Several months ago, a producer came to me quite concerned that I appeared to be “unconcerned” about a few technical glitches that showed up on-air recently in one or two of our shows. He said, “I’m a perfectionist and these kind of technical errors can’t be allowed to continue”. He wore the word “perfectionist” as a badge of honor. Almost like I should reward him for being so conscientious. I felt two things immediately, neither of which I expressed. The first was, “Boy, are you in the wrong business”. Television is an art – especially the right-brained lighter newscasts we’re producing. No piece of art is ever perfect. Secondly, I felt sad for him. Sad that he will never be truly happy with any show he’ll ever produce.
Clean shows – shows with no technical mistakes – are often shows that took absolutely no risks. The producer, the director, the talent – none of them pushed the limits with “live” TV, stepped out of their comfort zone, took a risk. While “perfect” shows may be “clean”, they are undeniably dull. Any show that perfectly follows the rundown from the lead to the “good-bye” is a missed opportunity. And it’s a sad statement on the industry that so many news and station managers are so hung up on their directors delivering a clean show – especially when viewers are more sophisticated than ever and very forgiving of technical glitches in “live” shows.
I’ve been lucky enough to work at stations and networks that had lots of toys for the producer and director to play with. I’m talking satellite trucks, ENG trucks, chopper, fiber and MPLS feeds, newscam, jib, steadi-cam on set, on and on. And every day, I’d push the limits to what the director and TD could do. (I often would walk into the control room and look in my directors eyes and feel so sorry for what I was about to put him through).
“We can’t go back to back between the satellite truck and the newscam because they’re on the same frame sync, so you need to write 30 seconds of copy in between to allow us to punch the signal into the frame sync.” I’d reply, “OK then, let’s go to the stock exchange cam for a quick 30 second hit on how this affects wall street and then switch to the newscam for additional reaction.”
And I’d hear, “Well, Jim at the stock exchange is on the radio from 5 to 10 minutes after the hour so that won’t work”. And I’d say, “Well, if my timing is correct, Jim will be in a 1-minute package on radio at :08 when we would need to hit him so theoretically he could be free to do our 30-second hit between the sat truck and the newscam. I say we take the risk, because it will play much better in that order on the air and it’ll show we’re all over the story.”
It takes a lot of bargaining and negotiating to be a right brain producer. If your director is a wuss, you’re screwed. You’re also screwed if he’s a daredevil like Maverick in Top Gun. Someone who balances in just a few degrees tilted toward daredevil is what you want.
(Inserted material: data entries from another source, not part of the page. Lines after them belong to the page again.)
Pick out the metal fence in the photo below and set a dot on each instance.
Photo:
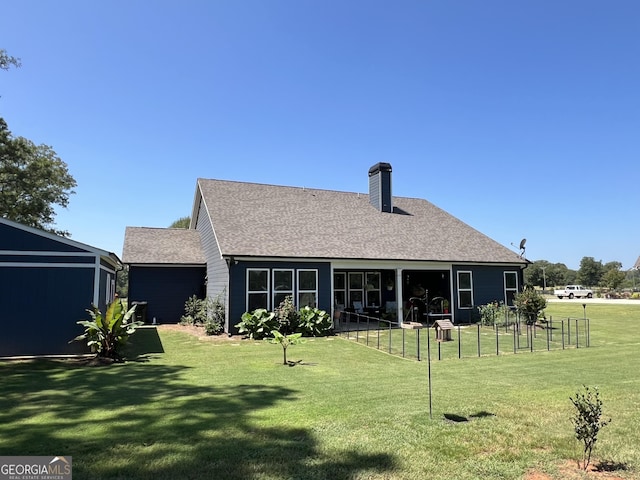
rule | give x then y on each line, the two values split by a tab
469	340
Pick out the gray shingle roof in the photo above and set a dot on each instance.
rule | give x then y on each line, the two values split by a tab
252	219
162	246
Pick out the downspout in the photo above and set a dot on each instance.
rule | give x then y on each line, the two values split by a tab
399	308
96	282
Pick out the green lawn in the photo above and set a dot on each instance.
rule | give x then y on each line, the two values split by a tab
219	409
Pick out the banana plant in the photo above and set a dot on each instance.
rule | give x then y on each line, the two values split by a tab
106	334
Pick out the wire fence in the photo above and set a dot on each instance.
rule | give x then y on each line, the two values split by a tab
463	341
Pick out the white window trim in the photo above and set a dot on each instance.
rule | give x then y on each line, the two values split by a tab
300	290
249	292
465	289
510	272
273	282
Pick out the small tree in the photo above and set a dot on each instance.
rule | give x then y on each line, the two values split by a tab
587	421
285	341
530	304
287	316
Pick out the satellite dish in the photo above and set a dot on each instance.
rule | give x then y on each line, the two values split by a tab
522	243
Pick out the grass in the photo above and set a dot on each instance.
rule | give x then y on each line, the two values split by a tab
220	409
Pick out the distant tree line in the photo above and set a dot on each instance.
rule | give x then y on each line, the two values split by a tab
592	273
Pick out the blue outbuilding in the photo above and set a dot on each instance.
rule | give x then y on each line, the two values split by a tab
46	284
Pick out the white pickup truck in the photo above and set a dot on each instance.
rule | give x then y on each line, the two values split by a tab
571	291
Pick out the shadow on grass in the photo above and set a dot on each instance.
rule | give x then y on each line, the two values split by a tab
452	417
150	421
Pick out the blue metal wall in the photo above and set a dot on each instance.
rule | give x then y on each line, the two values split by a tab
40	308
165	289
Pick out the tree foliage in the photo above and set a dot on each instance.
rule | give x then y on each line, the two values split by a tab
33	181
546	274
613	279
590	271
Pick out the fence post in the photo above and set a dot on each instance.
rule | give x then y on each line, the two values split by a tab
533	331
429	364
548	345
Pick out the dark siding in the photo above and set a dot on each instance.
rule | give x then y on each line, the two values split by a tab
105	279
488	285
17	239
165	289
47	259
237	297
40	308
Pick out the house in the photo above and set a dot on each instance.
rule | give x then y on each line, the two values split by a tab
166	266
46	284
339	251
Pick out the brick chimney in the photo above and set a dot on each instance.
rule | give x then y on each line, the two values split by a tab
380	187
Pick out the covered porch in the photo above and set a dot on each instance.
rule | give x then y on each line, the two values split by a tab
395	295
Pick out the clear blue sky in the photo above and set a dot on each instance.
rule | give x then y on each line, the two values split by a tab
522	118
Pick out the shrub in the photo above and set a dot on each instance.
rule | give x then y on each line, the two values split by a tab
490	313
208	312
258	324
587	420
530	304
287	316
213	327
106	335
313	322
195	311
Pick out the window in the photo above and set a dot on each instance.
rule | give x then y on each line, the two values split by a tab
465	290
356	288
307	288
340	290
267	288
282	286
373	289
257	289
510	287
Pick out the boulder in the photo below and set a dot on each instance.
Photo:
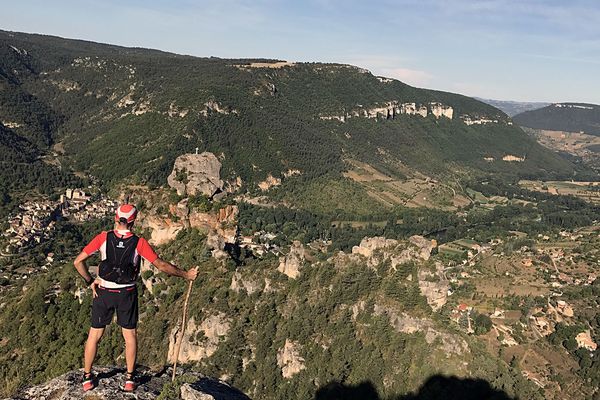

With grand plans, and fly-by-the-seat-fo-your-pants changes in the control room, a wrong camera take, or a font in the wrong place or a misplaced graphic is bound to happen. Especially when shows are so tightly coded as they are now for automation, “risk” requires turning off the automatic pilot. No risk, no reward. Perhaps for a Delta Airlines captain, the automatic pilot is the way to go. But for a live TV show, any landing is a good one.